A member of Arab Jabour Awakening, a movement of "concerned citizens" working with U.S. troops to provide security in the Sunni stronghold, center, strolls past two soldiers with 1st Battalion, 30th Infantry Regiment in a suburb south of Baghad.
"Testing the Surge: Why Did Violence Decline in Iraq in 2007?"
Journal Article, International Security, volume 37, issue 1, pages 7-40
Authors: Stephen Biddle, Former Research Fellow, International Security Program, 1985–1987; Editorial Board Member, Quarterly Journal: International Security, Jeffrey A. Friedman, Research Fellow, International Security Program, Jacob N. Shapiro
Belfer Center Programs or Projects: Quarterly Journal: International Security
Why did violence decline in Iraq in 2007? Many policymakers and scholars credit the “surge,” or the program of U.S. reinforcements and doctrinal changes that began in January 2007. Others cite the voluntary insurgent standdowns of the Sunni Awakening or say that the violence had simply run its course with the end of a wave of sectarian cleansing; still others credit an interaction between the surge and the Awakening.
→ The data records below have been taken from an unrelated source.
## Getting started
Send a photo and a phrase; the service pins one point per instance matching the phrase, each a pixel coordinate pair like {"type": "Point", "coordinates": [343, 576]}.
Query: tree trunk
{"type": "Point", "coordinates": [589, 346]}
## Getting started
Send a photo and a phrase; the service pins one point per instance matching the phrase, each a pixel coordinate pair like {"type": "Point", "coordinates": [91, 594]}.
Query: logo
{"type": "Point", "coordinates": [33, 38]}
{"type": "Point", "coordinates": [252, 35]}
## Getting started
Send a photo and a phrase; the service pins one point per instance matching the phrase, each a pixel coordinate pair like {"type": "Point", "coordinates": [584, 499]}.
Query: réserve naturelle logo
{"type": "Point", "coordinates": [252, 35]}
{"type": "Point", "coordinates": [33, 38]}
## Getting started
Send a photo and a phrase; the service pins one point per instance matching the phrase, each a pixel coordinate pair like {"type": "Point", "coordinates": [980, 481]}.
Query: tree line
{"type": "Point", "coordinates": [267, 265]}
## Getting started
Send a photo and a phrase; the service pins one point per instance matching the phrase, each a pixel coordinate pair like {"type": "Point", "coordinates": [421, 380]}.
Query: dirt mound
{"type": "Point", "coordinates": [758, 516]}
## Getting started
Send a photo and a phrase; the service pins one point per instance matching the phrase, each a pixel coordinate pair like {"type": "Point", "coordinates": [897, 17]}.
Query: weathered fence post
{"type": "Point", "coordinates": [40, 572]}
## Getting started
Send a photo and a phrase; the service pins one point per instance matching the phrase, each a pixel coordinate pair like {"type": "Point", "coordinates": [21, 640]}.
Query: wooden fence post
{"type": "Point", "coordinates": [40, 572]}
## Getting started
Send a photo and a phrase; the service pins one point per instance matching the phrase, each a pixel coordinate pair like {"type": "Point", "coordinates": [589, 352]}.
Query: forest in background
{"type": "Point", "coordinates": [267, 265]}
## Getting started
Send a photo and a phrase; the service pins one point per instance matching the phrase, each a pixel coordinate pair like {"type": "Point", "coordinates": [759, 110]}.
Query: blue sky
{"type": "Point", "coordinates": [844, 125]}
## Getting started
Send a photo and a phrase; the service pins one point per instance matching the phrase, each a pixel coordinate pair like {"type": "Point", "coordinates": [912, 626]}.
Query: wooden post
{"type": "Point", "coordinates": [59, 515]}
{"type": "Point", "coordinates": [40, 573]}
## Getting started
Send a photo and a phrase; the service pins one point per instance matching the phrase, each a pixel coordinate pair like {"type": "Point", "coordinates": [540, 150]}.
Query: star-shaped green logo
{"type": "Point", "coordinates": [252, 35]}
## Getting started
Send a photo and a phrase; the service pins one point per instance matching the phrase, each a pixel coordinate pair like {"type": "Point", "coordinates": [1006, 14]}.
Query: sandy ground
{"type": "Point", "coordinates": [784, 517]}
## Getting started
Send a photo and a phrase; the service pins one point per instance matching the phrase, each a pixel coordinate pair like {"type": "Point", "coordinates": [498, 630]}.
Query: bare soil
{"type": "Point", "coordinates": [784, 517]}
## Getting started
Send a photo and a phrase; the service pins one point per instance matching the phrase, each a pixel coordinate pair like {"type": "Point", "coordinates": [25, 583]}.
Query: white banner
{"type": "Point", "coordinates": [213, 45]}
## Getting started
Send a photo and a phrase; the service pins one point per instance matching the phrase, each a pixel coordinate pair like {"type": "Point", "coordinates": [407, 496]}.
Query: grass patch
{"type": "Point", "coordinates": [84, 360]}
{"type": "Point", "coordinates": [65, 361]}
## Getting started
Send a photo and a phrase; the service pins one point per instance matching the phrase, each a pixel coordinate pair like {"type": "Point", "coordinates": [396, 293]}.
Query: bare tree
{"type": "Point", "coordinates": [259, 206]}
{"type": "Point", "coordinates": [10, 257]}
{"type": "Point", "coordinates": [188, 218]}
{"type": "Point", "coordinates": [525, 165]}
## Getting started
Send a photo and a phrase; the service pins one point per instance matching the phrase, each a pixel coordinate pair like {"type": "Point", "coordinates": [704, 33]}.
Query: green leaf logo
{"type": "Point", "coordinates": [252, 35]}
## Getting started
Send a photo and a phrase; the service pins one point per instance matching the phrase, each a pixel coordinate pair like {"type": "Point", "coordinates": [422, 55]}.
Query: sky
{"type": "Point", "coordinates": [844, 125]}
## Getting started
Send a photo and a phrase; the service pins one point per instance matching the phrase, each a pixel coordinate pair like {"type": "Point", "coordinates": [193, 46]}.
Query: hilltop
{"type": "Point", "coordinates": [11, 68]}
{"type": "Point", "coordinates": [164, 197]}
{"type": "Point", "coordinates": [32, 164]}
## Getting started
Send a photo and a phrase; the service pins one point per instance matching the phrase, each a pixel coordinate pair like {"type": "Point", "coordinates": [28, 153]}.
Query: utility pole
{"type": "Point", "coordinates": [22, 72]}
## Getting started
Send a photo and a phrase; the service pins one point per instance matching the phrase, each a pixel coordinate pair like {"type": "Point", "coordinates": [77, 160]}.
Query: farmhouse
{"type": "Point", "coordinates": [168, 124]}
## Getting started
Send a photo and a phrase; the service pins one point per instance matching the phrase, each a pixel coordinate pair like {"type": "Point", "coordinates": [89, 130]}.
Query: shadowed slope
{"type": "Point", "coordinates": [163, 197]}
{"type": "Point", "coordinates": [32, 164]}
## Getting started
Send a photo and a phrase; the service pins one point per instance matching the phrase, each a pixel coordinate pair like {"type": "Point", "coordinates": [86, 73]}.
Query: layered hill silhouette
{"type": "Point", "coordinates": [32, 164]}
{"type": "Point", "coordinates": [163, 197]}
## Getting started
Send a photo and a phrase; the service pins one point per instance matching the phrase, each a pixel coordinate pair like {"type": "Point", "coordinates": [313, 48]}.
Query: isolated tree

The difference matters for policy and scholarship, yet this debate has not moved from hypothesis to test. An assessment of the competing claims based on recently declassified data on violence at local levels and information gathered from seventy structured interviews with coalition participants finds little support for the cleansing or Awakening theses. Instead, a synergistic interaction between the surge and the Awakening was required for violence to drop as quickly and widely as it did: both were necessary; neither was sufficient. U.S. policy thus played an important role in reducing the violence in Iraq in 2007, but Iraq provides no evidence that similar methods will produce similar results elsewhere without local equivalents of the Sunni Awakening.